The story is so easy to get into and I was enjoying it from the very first page. There is a real adventure feel to this as well as a magical Dickensian vibe. The story is set in the Victorian age, given the way the characters look and the technology they have, but it is firmly a fantasy world where groundlings exist. Number Thirteen, or Arthur as he is later known is such a sweet character, very timid but also with a heart of gold. It was so easy to like him straight away and like many magical children’s stories I think kids will warm to his character straight away. As the story progresses chapters occasionally switch to different characters. The whole story is written in the third person but you sometimes find out what is happening elsewhere in the story. This switch is never confusing and is often very interesting as sometimes characters are not just described by their names but in a more outward way, such as one scene talking about what two birds are doing in a house, mentioning them as birds rather than using character names. It gives the book a very magical feel and an almost movie quality to each scene.
A lot happens in the story and I really don’t want to spoil it by explaining as it’s really a magical adventure that Arthur and his friend go on. But I will say that this book really kept me reading on and on and it sucked me into this magical world that is so beautifully imagined. The Victorian style world where groundlings exist as well as some magical and powerful creatures is just amazing. The pictures really add to this magic too. All of the pages have some beautiful embellishment, even text only pages have some decoration around the page numbers, and when there is an illustration it wraps beautifully around the text. The pictures have a slight brown/sepia tint to them, with a hint of orange being used in pictures of Number Thirteen. The illustrations are really beautiful, you have to see them to see the beauty. They really enhance some of the images you create in your mind when reading the book and I can’t help but feeling a twinge in my heart when I see a picture of the little fox groundling or of his friend who I can’t help think looks like a very cute Kiwi bird.
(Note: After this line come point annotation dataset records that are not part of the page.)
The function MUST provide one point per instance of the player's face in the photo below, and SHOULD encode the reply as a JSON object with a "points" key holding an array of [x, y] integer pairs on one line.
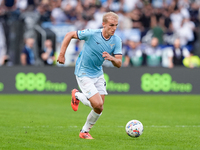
{"points": [[110, 26]]}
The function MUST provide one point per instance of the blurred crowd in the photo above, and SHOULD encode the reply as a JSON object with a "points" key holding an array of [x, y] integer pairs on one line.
{"points": [[154, 32]]}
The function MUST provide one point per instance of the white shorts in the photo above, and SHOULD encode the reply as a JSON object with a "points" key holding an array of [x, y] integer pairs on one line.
{"points": [[91, 86]]}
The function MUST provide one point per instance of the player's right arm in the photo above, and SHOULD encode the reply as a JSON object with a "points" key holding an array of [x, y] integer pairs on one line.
{"points": [[65, 43]]}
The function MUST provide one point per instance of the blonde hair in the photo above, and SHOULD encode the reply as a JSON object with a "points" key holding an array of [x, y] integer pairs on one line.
{"points": [[107, 15]]}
The ending of the story is satisfying and it feels like the perfect tale to read at Christmas, as the date is significant in the story (although this really can be read at any other time of year too!). I feel like I’ve been on a magical journey after reading this book and I wouldn’t be surprised if this book was one day turned into a magical movie as it’s just so wonderful a read. I would recommend this to anyone of any age. Of course it is aimed at older children but I doubt anyone older, who enjoys magical fantasy stories (especially ones featuring animals) would be able to resist enjoying this book!